Gibt es stattdessen eine Kultur des Schweigens, des Verschweigens von Missständen?
Es gibt auf jeden Fall ein Absicherungsproblem, eine Absicherungsmentalität, weil sich niemand mehr traut, überhaupt noch verantwortlich zu agieren, Entscheidungen zu treffen und auch mal einfach Rückgrat zu haben. Jeder Soldat bekommt den  Grundsatz  „Melden macht frei“ eingeimpft – das heißt, das man, wenn man ein Problem erkannt hat und es meldet, nicht mehr selbst damit zu tun hat. Das führt aber dazu, dass immer weitergemeldet wird und niemand etwas tut – strukturelle Verantwortungslosigkeit sozusagen. Das hat auch der Vorgesetzte von Franco A. getan. Er hat einen Disziplinaranwalt hinzugeholt, der ihm praktisch einen Blankoschein dafür gegeben hat, dass alles abgesichert ist. Hätte er doch einfach das Ganze verantwortlich in die Hand genommen! 

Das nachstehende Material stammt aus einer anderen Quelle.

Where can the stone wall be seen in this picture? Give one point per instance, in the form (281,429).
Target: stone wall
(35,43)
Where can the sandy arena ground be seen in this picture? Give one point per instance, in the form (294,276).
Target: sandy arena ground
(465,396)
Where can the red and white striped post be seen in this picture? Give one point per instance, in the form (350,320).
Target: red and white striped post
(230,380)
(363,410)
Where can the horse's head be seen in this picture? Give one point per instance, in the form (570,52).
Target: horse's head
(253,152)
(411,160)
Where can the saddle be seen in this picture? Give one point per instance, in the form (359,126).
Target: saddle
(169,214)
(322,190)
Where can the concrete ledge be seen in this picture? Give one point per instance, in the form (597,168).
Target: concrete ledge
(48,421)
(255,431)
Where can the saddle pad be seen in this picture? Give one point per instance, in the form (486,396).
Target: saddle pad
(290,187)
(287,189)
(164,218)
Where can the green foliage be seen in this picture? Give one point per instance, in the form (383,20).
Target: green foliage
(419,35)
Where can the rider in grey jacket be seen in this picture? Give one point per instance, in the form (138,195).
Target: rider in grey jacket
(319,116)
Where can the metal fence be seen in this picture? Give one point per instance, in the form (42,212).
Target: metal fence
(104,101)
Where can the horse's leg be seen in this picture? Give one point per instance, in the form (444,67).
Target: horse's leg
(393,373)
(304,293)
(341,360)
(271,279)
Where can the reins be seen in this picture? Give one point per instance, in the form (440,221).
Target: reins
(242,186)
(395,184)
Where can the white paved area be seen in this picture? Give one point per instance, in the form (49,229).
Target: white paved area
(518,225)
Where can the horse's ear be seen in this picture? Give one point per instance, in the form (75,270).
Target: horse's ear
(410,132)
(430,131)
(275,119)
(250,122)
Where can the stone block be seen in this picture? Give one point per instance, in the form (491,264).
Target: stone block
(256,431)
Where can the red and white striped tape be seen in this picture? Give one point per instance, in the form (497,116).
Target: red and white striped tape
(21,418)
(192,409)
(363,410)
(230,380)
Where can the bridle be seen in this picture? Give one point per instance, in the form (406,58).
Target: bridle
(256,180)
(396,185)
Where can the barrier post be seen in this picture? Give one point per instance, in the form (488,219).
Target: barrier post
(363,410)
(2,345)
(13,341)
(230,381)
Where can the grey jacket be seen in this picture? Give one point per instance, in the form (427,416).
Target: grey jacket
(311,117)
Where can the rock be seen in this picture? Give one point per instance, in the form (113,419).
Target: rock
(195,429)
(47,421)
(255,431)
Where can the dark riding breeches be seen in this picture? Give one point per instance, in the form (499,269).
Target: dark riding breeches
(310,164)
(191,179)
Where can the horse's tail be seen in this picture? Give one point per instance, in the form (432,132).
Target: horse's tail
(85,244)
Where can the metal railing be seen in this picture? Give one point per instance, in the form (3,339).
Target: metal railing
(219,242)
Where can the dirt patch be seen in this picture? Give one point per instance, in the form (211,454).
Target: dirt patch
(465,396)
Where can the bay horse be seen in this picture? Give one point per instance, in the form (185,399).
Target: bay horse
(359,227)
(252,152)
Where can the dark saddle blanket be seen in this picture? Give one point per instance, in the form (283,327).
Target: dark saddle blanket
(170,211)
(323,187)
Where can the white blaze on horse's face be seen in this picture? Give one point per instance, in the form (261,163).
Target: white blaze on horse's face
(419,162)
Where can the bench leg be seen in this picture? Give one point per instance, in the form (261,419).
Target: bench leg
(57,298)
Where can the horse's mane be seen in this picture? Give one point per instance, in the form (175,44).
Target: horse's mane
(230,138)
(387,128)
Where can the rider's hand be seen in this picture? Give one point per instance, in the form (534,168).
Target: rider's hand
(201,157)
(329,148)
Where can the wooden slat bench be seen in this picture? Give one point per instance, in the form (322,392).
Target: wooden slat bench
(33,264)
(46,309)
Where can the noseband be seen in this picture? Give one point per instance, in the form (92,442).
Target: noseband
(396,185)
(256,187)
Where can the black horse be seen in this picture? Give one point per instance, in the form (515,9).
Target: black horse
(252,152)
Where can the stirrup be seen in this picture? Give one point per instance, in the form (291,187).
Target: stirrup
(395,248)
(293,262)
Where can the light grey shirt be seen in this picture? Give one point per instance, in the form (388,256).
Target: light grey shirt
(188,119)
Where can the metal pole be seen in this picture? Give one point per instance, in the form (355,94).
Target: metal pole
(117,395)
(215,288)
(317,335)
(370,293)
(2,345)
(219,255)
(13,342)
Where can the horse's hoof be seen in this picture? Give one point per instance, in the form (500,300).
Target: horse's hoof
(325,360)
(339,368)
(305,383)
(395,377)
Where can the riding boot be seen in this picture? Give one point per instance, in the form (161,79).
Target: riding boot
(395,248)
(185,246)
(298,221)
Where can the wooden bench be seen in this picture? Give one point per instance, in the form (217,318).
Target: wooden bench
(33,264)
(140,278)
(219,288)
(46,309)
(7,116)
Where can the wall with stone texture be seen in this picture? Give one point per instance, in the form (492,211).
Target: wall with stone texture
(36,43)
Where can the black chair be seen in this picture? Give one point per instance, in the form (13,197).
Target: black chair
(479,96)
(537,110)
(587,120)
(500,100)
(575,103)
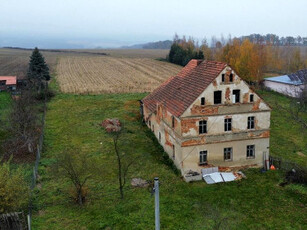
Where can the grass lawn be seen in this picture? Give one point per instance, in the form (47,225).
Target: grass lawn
(288,139)
(5,102)
(254,203)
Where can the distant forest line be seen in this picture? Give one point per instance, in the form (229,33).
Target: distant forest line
(250,56)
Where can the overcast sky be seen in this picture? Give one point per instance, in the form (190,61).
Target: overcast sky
(113,23)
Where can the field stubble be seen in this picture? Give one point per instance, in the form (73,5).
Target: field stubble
(97,74)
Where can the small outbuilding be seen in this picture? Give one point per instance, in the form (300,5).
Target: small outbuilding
(291,85)
(8,83)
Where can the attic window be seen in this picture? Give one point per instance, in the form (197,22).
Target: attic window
(231,77)
(202,101)
(173,121)
(202,127)
(217,97)
(251,98)
(236,93)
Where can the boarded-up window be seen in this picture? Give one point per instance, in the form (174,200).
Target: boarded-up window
(227,124)
(202,127)
(231,77)
(174,152)
(228,154)
(250,122)
(203,157)
(236,92)
(251,98)
(202,101)
(250,151)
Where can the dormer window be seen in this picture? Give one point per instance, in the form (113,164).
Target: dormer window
(173,121)
(202,101)
(223,77)
(251,98)
(217,97)
(231,77)
(202,127)
(236,95)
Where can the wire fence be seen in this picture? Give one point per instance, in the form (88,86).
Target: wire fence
(284,165)
(35,168)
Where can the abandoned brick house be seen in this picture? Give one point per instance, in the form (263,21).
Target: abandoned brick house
(208,116)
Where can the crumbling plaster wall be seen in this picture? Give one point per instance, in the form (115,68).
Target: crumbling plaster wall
(161,122)
(215,154)
(215,124)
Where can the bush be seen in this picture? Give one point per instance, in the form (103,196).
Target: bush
(14,191)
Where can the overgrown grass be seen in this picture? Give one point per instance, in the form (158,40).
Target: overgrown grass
(288,139)
(254,203)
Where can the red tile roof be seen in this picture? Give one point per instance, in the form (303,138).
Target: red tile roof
(10,80)
(179,92)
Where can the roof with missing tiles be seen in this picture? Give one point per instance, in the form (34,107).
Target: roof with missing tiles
(10,80)
(179,92)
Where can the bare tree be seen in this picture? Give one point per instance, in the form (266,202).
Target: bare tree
(77,167)
(22,125)
(114,128)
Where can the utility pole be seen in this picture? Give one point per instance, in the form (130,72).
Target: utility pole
(157,208)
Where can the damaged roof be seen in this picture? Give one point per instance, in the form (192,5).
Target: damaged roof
(10,80)
(179,92)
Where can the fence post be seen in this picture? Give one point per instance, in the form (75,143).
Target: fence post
(157,208)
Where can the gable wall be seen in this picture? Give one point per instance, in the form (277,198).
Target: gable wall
(227,88)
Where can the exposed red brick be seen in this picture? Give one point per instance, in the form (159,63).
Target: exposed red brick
(193,142)
(214,83)
(207,110)
(256,105)
(186,125)
(167,139)
(245,98)
(227,94)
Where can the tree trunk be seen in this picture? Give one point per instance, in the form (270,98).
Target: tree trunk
(80,196)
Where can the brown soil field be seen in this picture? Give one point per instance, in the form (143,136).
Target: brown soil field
(107,74)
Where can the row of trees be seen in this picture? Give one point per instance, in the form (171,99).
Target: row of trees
(250,59)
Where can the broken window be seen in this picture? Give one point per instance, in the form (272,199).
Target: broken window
(231,77)
(174,152)
(227,124)
(202,127)
(236,93)
(250,151)
(202,157)
(251,98)
(202,101)
(250,122)
(228,154)
(217,97)
(173,121)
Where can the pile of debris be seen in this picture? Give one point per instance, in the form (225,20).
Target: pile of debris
(111,125)
(213,175)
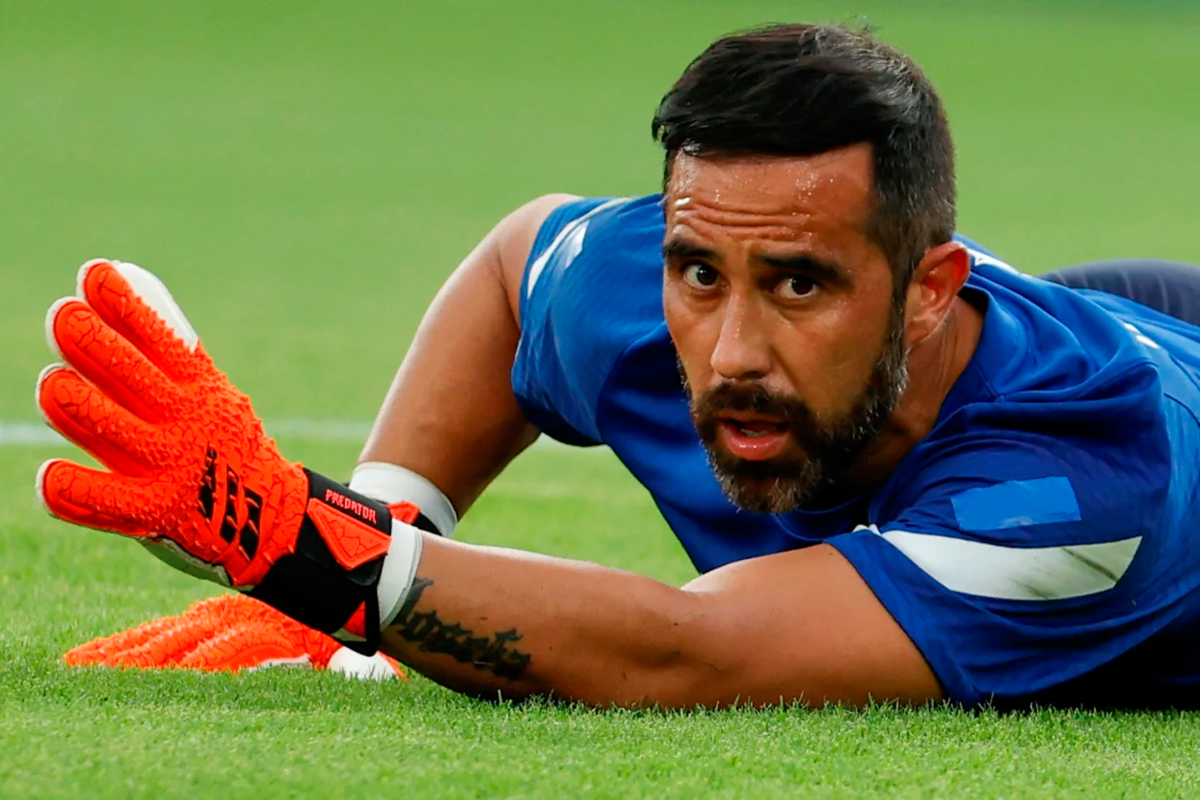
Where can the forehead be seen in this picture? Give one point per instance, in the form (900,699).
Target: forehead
(785,197)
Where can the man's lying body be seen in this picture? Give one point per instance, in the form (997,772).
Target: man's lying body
(955,481)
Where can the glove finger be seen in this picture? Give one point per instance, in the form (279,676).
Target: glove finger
(216,613)
(246,647)
(109,361)
(99,650)
(90,419)
(172,645)
(138,306)
(94,498)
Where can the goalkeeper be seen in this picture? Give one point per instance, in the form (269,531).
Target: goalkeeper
(905,470)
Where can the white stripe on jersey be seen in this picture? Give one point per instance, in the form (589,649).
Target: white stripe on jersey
(579,227)
(1002,572)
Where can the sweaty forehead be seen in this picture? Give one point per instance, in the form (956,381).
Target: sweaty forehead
(831,190)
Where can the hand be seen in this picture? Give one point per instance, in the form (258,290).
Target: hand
(229,633)
(190,469)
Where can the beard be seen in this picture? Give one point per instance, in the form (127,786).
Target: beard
(813,477)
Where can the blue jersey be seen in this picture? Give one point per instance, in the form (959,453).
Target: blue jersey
(1037,546)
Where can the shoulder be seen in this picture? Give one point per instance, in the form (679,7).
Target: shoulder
(514,239)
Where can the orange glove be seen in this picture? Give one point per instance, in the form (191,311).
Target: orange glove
(192,474)
(228,633)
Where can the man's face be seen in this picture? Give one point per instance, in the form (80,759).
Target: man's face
(784,317)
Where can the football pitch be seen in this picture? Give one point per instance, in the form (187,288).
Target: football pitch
(304,175)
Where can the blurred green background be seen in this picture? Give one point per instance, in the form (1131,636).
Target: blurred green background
(304,175)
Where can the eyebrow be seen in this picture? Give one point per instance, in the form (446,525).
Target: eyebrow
(679,250)
(808,265)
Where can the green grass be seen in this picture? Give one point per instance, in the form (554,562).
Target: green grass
(305,174)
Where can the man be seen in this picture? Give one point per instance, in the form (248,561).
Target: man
(951,481)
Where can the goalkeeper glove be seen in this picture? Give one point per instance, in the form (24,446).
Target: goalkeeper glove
(229,633)
(192,474)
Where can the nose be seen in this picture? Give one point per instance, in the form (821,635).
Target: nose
(742,350)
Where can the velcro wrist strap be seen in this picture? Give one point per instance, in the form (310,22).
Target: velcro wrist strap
(335,567)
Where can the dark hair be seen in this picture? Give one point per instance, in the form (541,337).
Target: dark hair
(801,90)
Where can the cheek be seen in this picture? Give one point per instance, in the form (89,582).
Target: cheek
(693,338)
(827,362)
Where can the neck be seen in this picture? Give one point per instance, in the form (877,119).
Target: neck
(934,366)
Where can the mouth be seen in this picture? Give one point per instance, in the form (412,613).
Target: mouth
(753,438)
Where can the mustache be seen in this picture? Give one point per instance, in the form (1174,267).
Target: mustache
(753,398)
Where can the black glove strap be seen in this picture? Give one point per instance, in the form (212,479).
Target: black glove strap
(312,588)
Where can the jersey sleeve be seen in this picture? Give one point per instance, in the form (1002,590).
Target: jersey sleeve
(591,286)
(1019,565)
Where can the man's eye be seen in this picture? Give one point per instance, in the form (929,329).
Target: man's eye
(700,276)
(797,287)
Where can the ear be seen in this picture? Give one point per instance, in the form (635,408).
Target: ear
(935,284)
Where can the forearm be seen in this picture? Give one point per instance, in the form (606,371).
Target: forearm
(493,621)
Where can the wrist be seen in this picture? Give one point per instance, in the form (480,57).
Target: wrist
(394,483)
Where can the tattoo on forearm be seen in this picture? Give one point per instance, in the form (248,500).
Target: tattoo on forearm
(431,635)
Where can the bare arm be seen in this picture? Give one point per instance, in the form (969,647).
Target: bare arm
(793,626)
(450,414)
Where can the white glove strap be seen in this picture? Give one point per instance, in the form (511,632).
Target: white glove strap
(399,570)
(391,483)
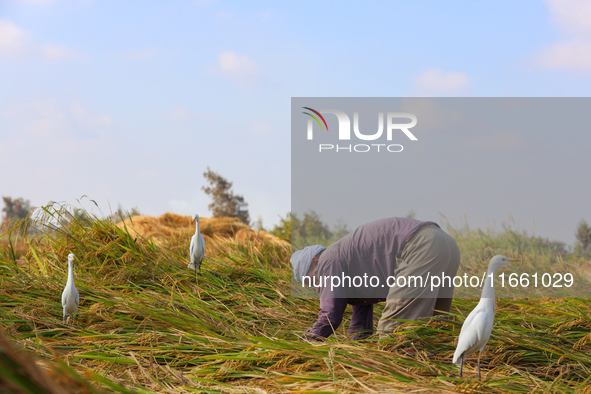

Und das zieht sich bis nach ganz oben durch?
Ja.

Bis zur Verteidigungsministerin?
Ja. Da fängt das Problem der schlechten Fehlerkultur an. Frau von der Leyen benennt zwar die Probleme, ist aber zum Teil durch vorschnelles Handeln auch selbst Teil des Problems. Das ist ein Mikromanagement bis auf die kleinste Ebene hinunter. Ein Vorgesetzter bekommt gar nicht mehr das Vertrauen zugesprochen, überhaupt noch selbst zu führen und selbst Verantwortung zu tragen. Da kann die Bundeswehr gar nicht mehr ermitteln, weil schon am selben Tag in den Nachrichten Frau von der Leyen die Flucht nach vorn antritt und anordnet, dass jetzt alle Kasernen untersucht werden müssen und das Ganze damit im Grunde schon vorverurteilt. Wenn dann ein General ohne Nennung von Gründen einfach geschasst wird, dann fühlen sich die Soldaten veräppelt. 

Wie wirkt sich das auf die Moral eines Soldaten aus, der in Afghanistan oder in Mali im Lager sitzt und morgen auf Patrouille muss? 
Ich hoffe, die ist überhaupt noch vorhanden. Die Leute müssen damit klarkommen, dass ihr Arbeitgeber oft zu Hause nur noch als Lachnummer wahrgenommen wird. Die Flugzeuge funktionieren nicht, die Panzer kommen vom Schrott, die Bundeswehr wird dauerreformiert und jetzt kommen auch noch diese verallgemeinernden Aussagen aus dem Ministerium. Die Soldaten müssen ständig die Frage beantworten, bei was für einem Verein sie eigentlich arbeiten. 

Florian Kling ist Hauptmann der Bundeswehr und Sprecher des „Darmstädter Signals“, einer Vereinigung von Soldaten, die sich kritisch mit den Geschehnissen innerhalb der Bundeswehr auseinandersetzt.